A manchete emula apenas o padrão do Jornal Nacional, copiando a manchete do Estadão em relação a Fábio Luís Lula da Silva. Se fosse aplicado aos regabofes da Globo, patrocinados por Daniel Vorcaro, o sentido da manchete poderia ter sido o mesmo.

Os jornais repetem, passo a passo, a escandalosa campanha da Lava Jato. Na época, a revista Veja, dirigida por Eurípides Alcântara, soltava o lixo. E o Jornal Nacional repetia, achando que, assim, não sujaria suas mãos. Agora a parceria é entre o Estadão – dirigido pelo mesmo Eurípides – e o Jornal Nacional.

O padrão Veja está nítido nessa manchete.

A matéria diz que a Polícia Federal está investigando se o tal careca do INSS teve como beneficiário final uma agência de viagens que emitiu passagens para Lulinha. Não confirma o pagamento para a agência, não estabelece uma relação sequer com Lulinha – a não ser o fato de Roberta Luchinger ter pago uma passagem para ele.

Uma não-notícia, vazada pela Polícia Federal. Apesar do discurso indignado do diretor geral da PF, de que a organização não vaza informações, ela vaza não apenas informações, mas boatos e desconfianças antes de sua comprovação. Pelo visto, Andrei Rodrigues é o último a saber.

Primeiro, a matéria não diz que a tal agência é beneficiária. Diz que a PF ainda investiga. Depois, não estabelece qualquer relação com Lulinha. Apenas informa que Roberta Luchsinger – apresentada como “amiga do Lulinha” – vale-se dos serviços de tal agência e andou pagando viagens para Lulinha através da agência.

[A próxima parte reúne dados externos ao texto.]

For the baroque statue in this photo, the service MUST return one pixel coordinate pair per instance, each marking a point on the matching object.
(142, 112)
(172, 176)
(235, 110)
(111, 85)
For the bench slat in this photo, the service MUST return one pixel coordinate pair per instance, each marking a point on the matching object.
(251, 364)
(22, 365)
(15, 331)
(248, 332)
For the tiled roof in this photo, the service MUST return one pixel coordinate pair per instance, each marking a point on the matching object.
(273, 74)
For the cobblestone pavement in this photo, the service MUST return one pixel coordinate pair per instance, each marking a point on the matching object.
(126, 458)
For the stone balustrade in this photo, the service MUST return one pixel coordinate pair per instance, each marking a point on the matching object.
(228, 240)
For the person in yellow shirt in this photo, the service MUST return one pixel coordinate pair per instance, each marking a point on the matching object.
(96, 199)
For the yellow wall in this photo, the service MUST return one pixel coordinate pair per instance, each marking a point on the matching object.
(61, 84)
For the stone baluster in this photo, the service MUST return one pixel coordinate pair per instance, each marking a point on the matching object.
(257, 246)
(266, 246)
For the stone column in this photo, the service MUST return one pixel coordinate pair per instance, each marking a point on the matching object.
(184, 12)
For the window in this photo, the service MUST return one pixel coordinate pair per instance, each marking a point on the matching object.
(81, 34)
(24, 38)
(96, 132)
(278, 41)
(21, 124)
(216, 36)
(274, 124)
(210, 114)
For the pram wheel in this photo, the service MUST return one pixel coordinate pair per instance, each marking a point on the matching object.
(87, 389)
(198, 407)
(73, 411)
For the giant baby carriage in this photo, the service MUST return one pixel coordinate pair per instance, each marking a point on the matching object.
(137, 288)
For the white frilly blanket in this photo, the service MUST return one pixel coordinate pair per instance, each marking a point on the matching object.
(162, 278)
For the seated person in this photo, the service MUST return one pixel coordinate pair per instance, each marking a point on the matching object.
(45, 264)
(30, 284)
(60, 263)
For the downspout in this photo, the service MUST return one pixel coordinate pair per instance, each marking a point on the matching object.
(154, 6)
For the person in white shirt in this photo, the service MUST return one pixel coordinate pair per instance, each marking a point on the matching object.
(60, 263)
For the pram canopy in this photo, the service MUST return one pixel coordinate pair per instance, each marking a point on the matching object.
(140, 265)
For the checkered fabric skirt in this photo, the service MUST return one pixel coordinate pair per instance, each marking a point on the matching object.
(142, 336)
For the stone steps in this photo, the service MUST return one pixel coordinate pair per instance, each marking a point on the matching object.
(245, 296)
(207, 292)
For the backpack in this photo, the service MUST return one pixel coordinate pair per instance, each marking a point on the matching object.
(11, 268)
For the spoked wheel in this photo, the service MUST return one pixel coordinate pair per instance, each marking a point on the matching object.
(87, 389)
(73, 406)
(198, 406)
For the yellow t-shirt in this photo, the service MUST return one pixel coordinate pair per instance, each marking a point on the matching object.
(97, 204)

O lance seguinte é a informação – mais que conhecida, já divulgada pelos próprios advogados de Lulinha – que o careca do INSS pagou uma viagem de Roberta e Lulinha a Portugal, para conhecer uma fábrica de cannabis, cuja produção ele teria interesse em vender no Brasil.

Por que o careca e sua lobista, Roberta Luchsinger, envolveram Lulinha? Pela mesma razão que o Master patrocinou evento da Globo, contratou escritórios de Ricardo Lewandowski e Alexandre Moraes: demonstração de prestígio. Lulinha é o filho do homem.

O Banco Master e a Refit utilizaram dinheiro do crime organizado para patrocinar um evento do Valor Econômico (do grupo Globo) em Nova York, merecendo elogios de dirigentes da Globo. E suas ligações com o submundo já eram amplamente conhecidas, ainda mais pelos analistas da Globo.

Os jornalões já provocaram uma tragédia política no país, com a ignominiosa cobertura da Operação Lava Jato. Sua repetição é uma ameaça ao Brasil formal. E, se a ignorância não fosse tão crassa, saberiam que seu reinado só acontece no Brasil formal, não na selvageria terraplanista que sucederá em caso de vitória de seu candidato Flávio Bolsonaro.

Assim como no período do Jair, serão os primeiros a pagar a conta.